雪降る七芒星の『鍵』
篠岡遼佳
雪降る七芒星の『鍵』
ごうっ、と音を立てて、凍る風が頭頂の狼耳を揺らした。
空は濃く分厚いグレーの雪雲。
1300万のこの都市に、今日は大雪が降る。
エスターは、一人、高層ビルの屋上から、スクランブル交差点を見下ろしていた。
降りしきる雪と、吹き上がる風にもまれて、制服のウインドブレーカーが音を立てる。
その背中のマークは、七芒星。
政府に属する『鍵』である証だ。
――世界の崩壊が始まったのは、少なくとも見える形で始まったのは、ここ100年と言われている。
様々な何かに支えられていた世界は、誰かの手によりバランスを失い、『闇』を創るようになった。
それは、ただの闇ではない。存在や物質を、無へと崩壊させる闇だ。
無へと「開いて」いく世界を、まさに世界全域において「閉じて」いくのが、彼ら、『鍵』である。
闇が増すことによって、世界は様々な変貌を遂げた。
怪異現象が日常的に起こり、生き物に仇なす異形が現れ、人々は助けを願った。
そして現れたのが、おとぎ話の中でしか見ないようなものたちだった。
飛竜を操り相手を屠るもの、魔法を使い怪我を癒やすもの。人間とよく似た姿の、しかし人間ではないものたち。
エスターは、そのようにやってきた人狼である。
ただし、多くのものがそうであるように、敵を追ってきたら、このビル群が建ち並ぶ都市に来てしまっていた、というのが実情だ。

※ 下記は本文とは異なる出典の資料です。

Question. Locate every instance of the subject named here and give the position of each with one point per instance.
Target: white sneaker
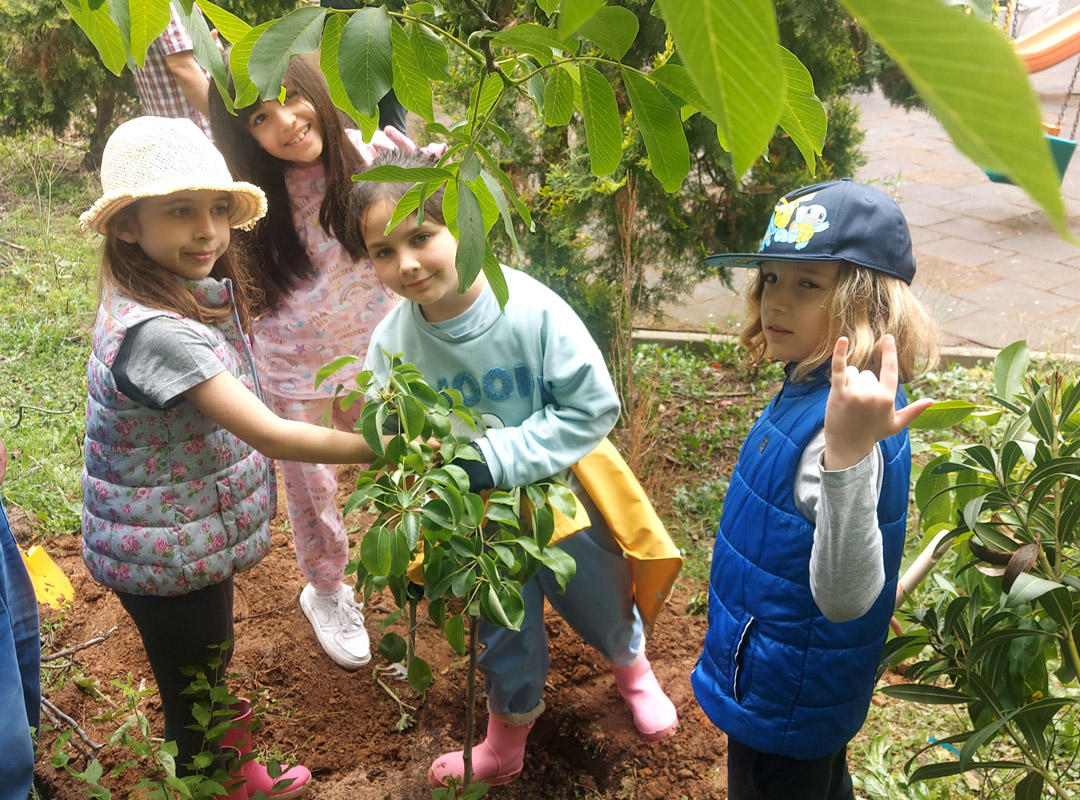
(339, 625)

敵を倒すと次元の扉はロックされてしまった。扉を開く力を持つものもいるにはいるが、「どの世界に通ずるかわからない」という。なんと異世界というものは無数にあるそうだ。運がよくなければ自分の世界には帰れない。
人狼といっても、エスターの世界には別に月を見て変化するような伝承は存在しなかった。月は7つあったが。
人間の姿に、頭頂に獣の耳を生やし、そして尻尾をつければエスターのいた世界の標準的な姿になる。
エスターたちは『鍵』として戦う代わりに、衣食住に加え金銭の提供を受けている。
というか、そうでもしなければ、混迷を極める世界で、『鍵』を集わせ世界を助けてもらうことはできなかっただろう。
「――エスター。エスター=ヴァロワキエ」
「なんだ、ユラハ。もう時間か」
エスターは琥珀の瞳を瞬いて、声のかかった方を向く。
そこには、同じようにツナギの上にウインドブレーカーを着た、華奢で長い耳を持つ少女がいた。服はサイズが合っていないようで、手も足も裾を何回か折り返している。長い金髪が、ビル風でくしゃくしゃだ。
「時間はまだまだだ。だが、そこにいると風邪を引く、と言えと言われた」
「だれから?」
「小日向次長」
「……それでおまえを寄越すってのもな……」
エスターは銀髪をかきながら、自らに積もった雪を払い、ユラハに近づいた。
頭一つ半は離れた小さな頭に手を置き、
「おまえは今日が初めてか」
「緊張しているか、といろいろな人に言われた」
「で、実際は?」
「貴方の言葉を借りれば――『わくわくする』」
「本当のところは?」
「どうだろうか。自分はあまり感情というものを使わずにここまで来た」
軽く肩をすくめ、
「だから、どうということはない。このように、身体言語も豊富に使える」
「秘蔵っ子は違うねぇ」
「それは何度も否定している。自分は秘蔵ではない。むしろ前線に出ていなかったのがおかしいのだ」
二人で屋上の扉を開き、室内で互いに雪を払う。
エスターがユラハの額をちょんとつつき、
「おまえは稀なケースだからな。大事にされてるのは悪いことじゃないだろう」
「悪くはないが、良いだけでもない。だから、今日は頑張りたい」
言って、両手を握って、胸の前でポーズを取る。
無表情でなければ、かわいらしいと言えなくもないのだが。
「ま、そうだな。おまえはおまえで頑張れ。そろそろ準備だろ」
「エスターも準備だ。一緒に行くからだ」
「了解了解」
「返事は一回でいいそうだ」
「りょーかい」
二人はエレベーターに乗り込み、下階を目指す。
ここ50年で急速に発展した予測担当の者たちによれば、今日はこの、人にあふれた街で『闇』が創られるという。
実戦担当のエスターとユラハは、出撃準備まで体力を温存し、そして持ち場へと散っていく。
――今日は仲間が増えるのか、それとも仇なすものがやってくるのか。
エスターが、ふぅ、と軽い緊張の中息を吐くと、それは白く立ち上り、グレーの空へと消えていった。
『闇』を創るようになった世界との戦いは、はじまったばかりだ。